Notice: The reproducibility variables underlying each score are classified using an automated LLM-based pipeline, validated against a manually labeled dataset. LLM-based classification introduces uncertainty and potential bias; scores should be interpreted as estimates. Full accuracy metrics and methodology are described in Coakley et alK. L. Coakley, T. Snelleman, H. Hoos, and O. E. Gundersen, "The embrace of open science: An analysis of a decade of AI research and 56 800 conference papers," Under Review, 2026..

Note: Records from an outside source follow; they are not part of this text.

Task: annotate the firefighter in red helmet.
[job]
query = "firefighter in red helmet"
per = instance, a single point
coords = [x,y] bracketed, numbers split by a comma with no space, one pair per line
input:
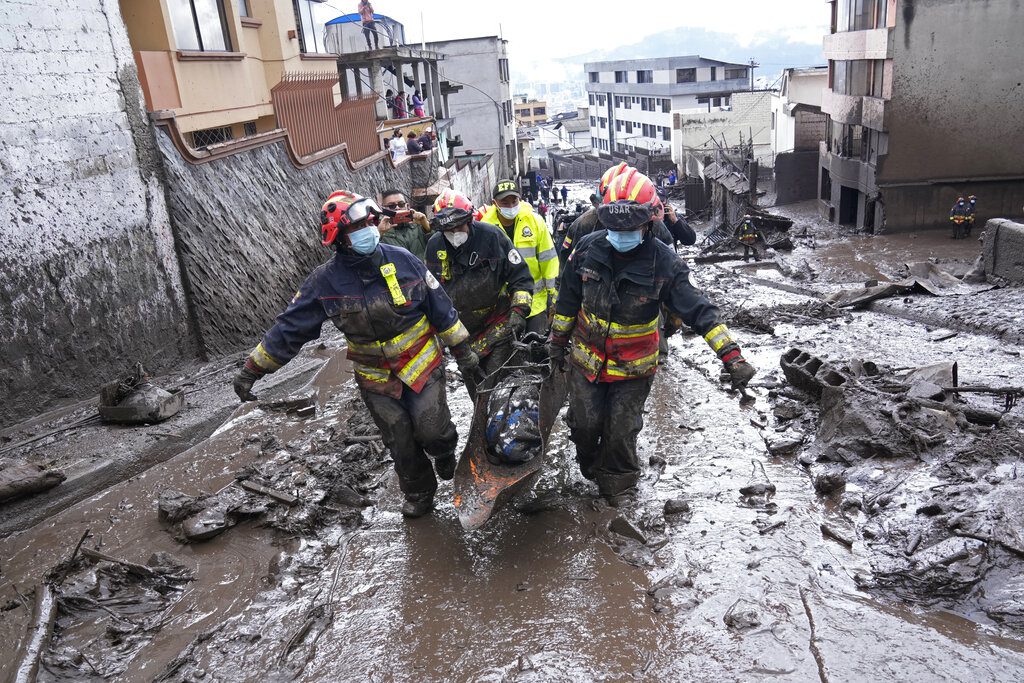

Autoregressive Motion Generation with Gaussian Mixture-Guided Latent Sampling

Authors: Linnan Tu, Lingwei Meng, Zongyi Li, Hefei Ling, Shijuan Huang

NeurIPS 2025 | Venue PDF | LLM Run Details

Reproducibility Variable Result LLM Response
Research Type Experimental Extensive experiments demonstrate that our model surpasses existing state-of-the-art models in the motion synthesis task.
Researcher Affiliation Academia 1Department of Computer Science and Technology, Huazhong University of Science and Technology 2The Chinese University of Hong Kong EMAIL EMAIL
Pseudocode No The paper includes figures (e.g., Figure 2 and 3) that illustrate the model architecture and processes, but these are diagrams and not structured pseudocode or algorithm blocks. The methodology is described using text and mathematical equations.
Open Source Code No The code will be made publicly available after the review process.
Open Datasets Yes To fairly and accurately compare our method with the baseline, we used two main motionlanguage benchmarks: KITML (34) and Human ML3D (33). The KITML dataset comprises 3,911 actions from KIT motion data, with each action accompanied by one to four text notes (a total of 6,278 notes). The KITML motions are set at 12.5 frames per second (FPS). Human ML3D includes 14,616 actions from the AMASS (48) and Human Act12 (49) datasets. Each action is described by three text scripts (a total of 44,970 notes).
Dataset Splits No We augmented the data by flipping motions and split both datasets into training, testing, and validation sets. However, specific percentages or sample counts for these splits are not provided.
Hardware Specification No The paper does not provide specific hardware details (e.g., exact GPU/CPU models, memory amounts) used for running the experiments in the main text. It mentions in the NeurIPS Paper Checklist that 'We have provided the relevant content in the appendix,' but the appendix is not included in the provided text.
Software Dependencies No The paper does not provide specific software dependencies with version numbers. While the NeurIPS Paper Checklist examples mention 'Python 3.8, PyTorch 1.9, and CUDA 11.1', these are examples of how to report software, not statements from the paper itself regarding its own software environment.
Experiment Setup Yes We use the same CNN-based encoder and decoder as Momask (4). We introduce a linear layer after the encoder (the same as (50)) and replace the vector quantization step with a learnable Gaussian mixture distribution. To maintain training stability, we make the mean learnable, initialize the weights with a uniform distribution, and fix the variance to be the identity matrix. The dimension of the 8-layer Causal Transformer is set to 512, with 8 heads and a dropout rate of 0.1, using the GELU activation function. Learnable Ro PE embeddings are applied. The diagonal covariance matrices are set to be diagonal.